Gideon pulled off the road.
Justine pointed to a low branch heavy with giant red and gold leaves. “We’ll put you right under that branch, Prue, so that it frames the top of the photograph.”
Prue pulled the cloak on over the suit she still wore, while Georgette fussed with her hair. “Hair up or down?” she asked Justine.
“We’ll do some of each. And hood up and hood down, so we can see what looks most dramatic.”
“All right.”
Gideon pulled on his alpaca overcoat and they went to stand together under the tree while Justine set up.

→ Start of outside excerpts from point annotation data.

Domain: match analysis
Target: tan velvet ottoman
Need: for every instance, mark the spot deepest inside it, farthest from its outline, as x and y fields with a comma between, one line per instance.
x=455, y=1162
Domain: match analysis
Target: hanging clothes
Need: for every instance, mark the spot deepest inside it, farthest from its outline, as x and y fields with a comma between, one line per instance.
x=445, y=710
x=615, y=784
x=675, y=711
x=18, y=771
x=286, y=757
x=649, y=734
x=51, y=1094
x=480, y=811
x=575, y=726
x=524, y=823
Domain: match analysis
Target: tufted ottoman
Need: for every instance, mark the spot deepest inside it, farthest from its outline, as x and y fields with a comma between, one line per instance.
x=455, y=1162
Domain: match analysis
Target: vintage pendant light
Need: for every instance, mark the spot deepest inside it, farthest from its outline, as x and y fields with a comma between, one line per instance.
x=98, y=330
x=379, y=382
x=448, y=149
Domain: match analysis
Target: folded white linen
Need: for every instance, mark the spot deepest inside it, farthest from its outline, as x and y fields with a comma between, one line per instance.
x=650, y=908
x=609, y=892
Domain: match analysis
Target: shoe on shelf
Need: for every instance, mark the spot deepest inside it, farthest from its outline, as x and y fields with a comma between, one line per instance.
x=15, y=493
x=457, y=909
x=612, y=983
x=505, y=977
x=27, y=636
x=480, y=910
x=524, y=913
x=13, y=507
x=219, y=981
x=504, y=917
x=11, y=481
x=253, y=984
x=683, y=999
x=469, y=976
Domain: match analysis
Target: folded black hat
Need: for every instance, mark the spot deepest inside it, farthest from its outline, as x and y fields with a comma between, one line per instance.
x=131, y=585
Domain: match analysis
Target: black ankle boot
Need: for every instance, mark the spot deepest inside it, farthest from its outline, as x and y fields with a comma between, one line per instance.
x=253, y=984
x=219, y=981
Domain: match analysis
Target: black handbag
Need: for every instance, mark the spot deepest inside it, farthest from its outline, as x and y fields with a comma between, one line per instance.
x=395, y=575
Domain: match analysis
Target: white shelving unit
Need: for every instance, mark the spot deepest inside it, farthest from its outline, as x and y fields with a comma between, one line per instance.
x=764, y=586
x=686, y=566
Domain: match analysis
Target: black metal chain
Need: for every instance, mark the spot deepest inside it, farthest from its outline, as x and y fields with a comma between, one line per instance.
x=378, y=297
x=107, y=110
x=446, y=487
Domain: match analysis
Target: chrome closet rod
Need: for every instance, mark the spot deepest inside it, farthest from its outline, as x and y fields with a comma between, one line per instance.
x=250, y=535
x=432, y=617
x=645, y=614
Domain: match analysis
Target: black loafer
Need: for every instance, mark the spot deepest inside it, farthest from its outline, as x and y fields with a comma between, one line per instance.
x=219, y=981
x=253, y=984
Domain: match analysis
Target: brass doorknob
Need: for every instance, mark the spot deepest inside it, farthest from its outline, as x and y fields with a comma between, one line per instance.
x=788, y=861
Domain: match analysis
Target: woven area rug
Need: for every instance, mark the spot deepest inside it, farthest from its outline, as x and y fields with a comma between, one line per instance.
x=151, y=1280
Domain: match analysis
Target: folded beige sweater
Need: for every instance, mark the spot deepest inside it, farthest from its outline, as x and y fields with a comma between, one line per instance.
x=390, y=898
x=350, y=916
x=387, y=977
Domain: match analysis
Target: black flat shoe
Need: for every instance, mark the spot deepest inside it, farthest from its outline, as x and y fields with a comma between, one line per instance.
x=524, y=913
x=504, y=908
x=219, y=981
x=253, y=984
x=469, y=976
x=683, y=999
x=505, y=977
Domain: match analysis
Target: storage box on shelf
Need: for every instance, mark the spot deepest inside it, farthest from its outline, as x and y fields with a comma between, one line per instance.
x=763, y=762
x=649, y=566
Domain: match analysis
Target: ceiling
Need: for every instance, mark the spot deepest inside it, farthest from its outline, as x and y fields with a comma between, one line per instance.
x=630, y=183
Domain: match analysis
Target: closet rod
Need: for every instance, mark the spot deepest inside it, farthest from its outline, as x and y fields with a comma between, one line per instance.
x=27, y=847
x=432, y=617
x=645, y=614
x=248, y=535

“I’m thinking it’s a clandestine rendezvous,” Georgette said
. “Gideon’s come to rescue you from a cruel husband.” She pulled the hood up over the updo she still wore from the “business meeting” in the tea shop.
Something flickered in Gideon’s eyes at the cruel-husband remark. Prue wasn’t sure what the look meant—a flare of guilt, maybe. Curiously, his insistence on being responsible for her miscarriage made her hurt for him as much as she hurt herself.
“Paris said the cloak made her feel like a smuggler,” she told Georgette to distract him.
Georgette flicked lint off her shoulder. “We’ve got a protective scenario going here, and it’s working. You can be a smuggler with a cruel husband, if you want.” She turned her attention to Gideon and pulled up the collar of his coat. “If you could re-create the look you had in your eye at the tea shop, that’d be good.” She stepped back and went to sight through the lens with Justine.
“It’s going well even without Bruno, don’t you think?” Prue asked.
Gideon nodded. “I do. And this is a breathtaking setting.” He looked around at the beauty of the trees against the bright blue sky, an afternoon wind blowing leaves all around them as though they were charmed. It reminded him of their place in Maine.
“It makes me think of walking out the kitchen door of the summerhouse.” She looked wistful. “Remember when I dried all those leaves and made a mobile for the stairway that we left up all year?”
He remembered that very well. They’d made love under it once on the landing. They’d been teasing about the first to use the shower and she’d taken off at a run for the upstairs bathroom, and he’d tackled her on the landing.
A frown appeared between her eyes. “When was that?” she asked.
“What do you mean?”
“What year of our marriage?”
He had to think about that. “Ah…the last year, I think. It seems to me we were getting ready for a dinner party with the Watsons. And he worked with me on the budget crisis, which was in my last year.”
Her gaze remained unfocused as she thought back.